現代になってこの難易度の高い「三彩」の釉薬・焼成方法を8年に渡って研究し、完成させた陶芸家がいます。
1995年に「三彩」の技術保持者として認定された加藤卓男です。
元五代加藤幸兵衛の長男として、岐阜県土岐郡市之倉村(現、多治見市市之倉町)に生まれました。加藤と同じ岐阜県多治見市出身の荒川豊蔵が桃山時代の志野の古窯趾発見以来、土岐川流域の丘陵地帯に起こった発掘ブームを見て育ちました。
加藤は留学中に見た古代ペルシア陶器の斬新な色彩や独創的な造形や釉調に多大な影響を受けました。

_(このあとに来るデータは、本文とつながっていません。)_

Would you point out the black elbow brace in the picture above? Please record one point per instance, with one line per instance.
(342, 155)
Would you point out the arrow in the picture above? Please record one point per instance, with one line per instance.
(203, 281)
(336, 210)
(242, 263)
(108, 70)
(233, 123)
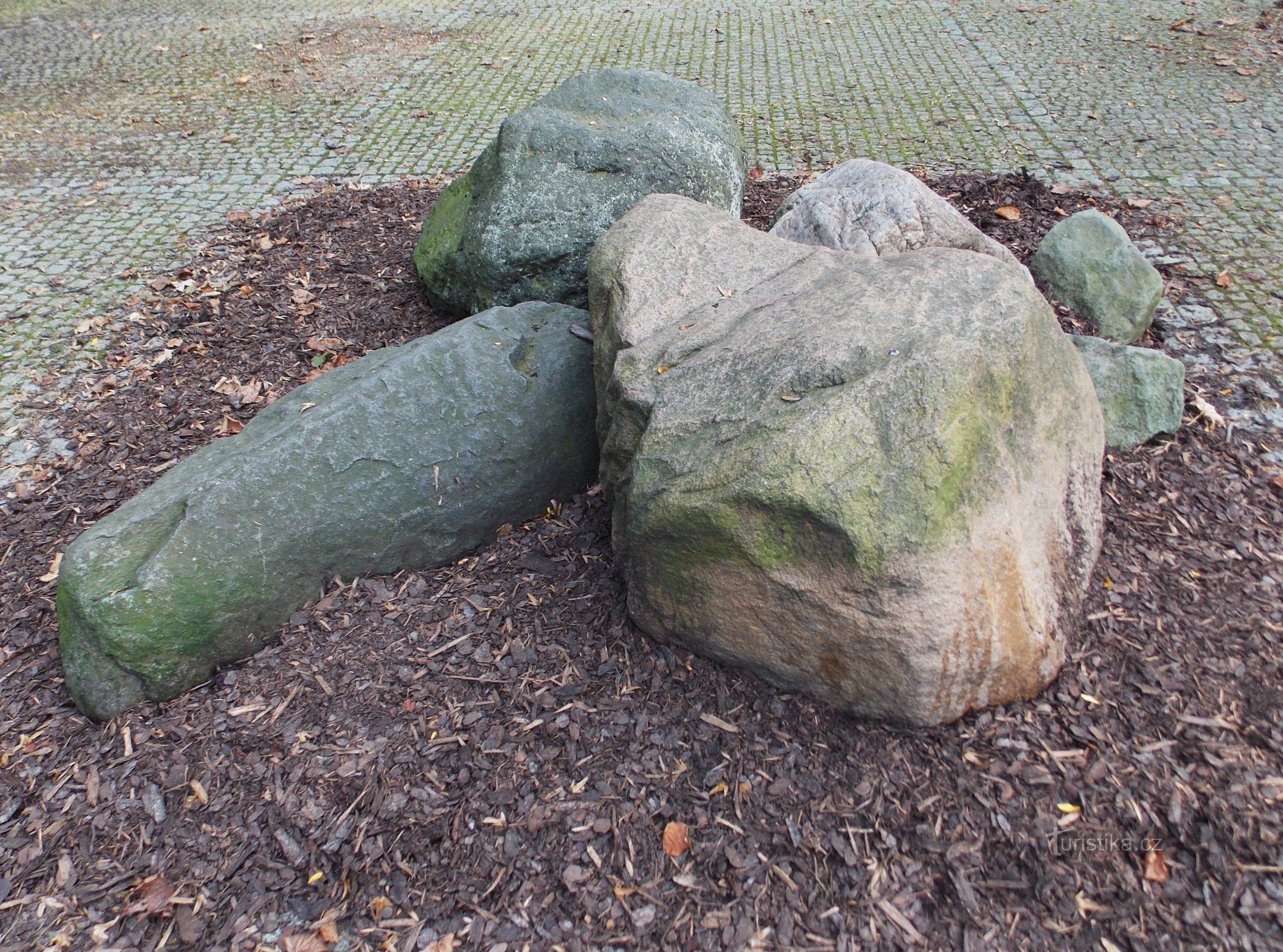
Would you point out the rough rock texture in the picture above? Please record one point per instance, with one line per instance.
(519, 226)
(1141, 390)
(877, 209)
(872, 479)
(1090, 264)
(405, 458)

自らも西アジアで本格的な発掘研究に取り組み、滅び去った幻の名陶ラスター彩の復元や、青釉・三彩・ペルシア色絵などと日本文化の融合に成功し、多彩な作品を発表しました。その一方で、昭和55年に宮内庁正倉院より正倉院三彩の復元制作を委嘱され、約9年の研究の末、「三彩鼓胴」「二彩鉢」を納入。この経験と技術を生かし、自身の創意による三彩の制作活動にも取り組み独自の領域を確立しました。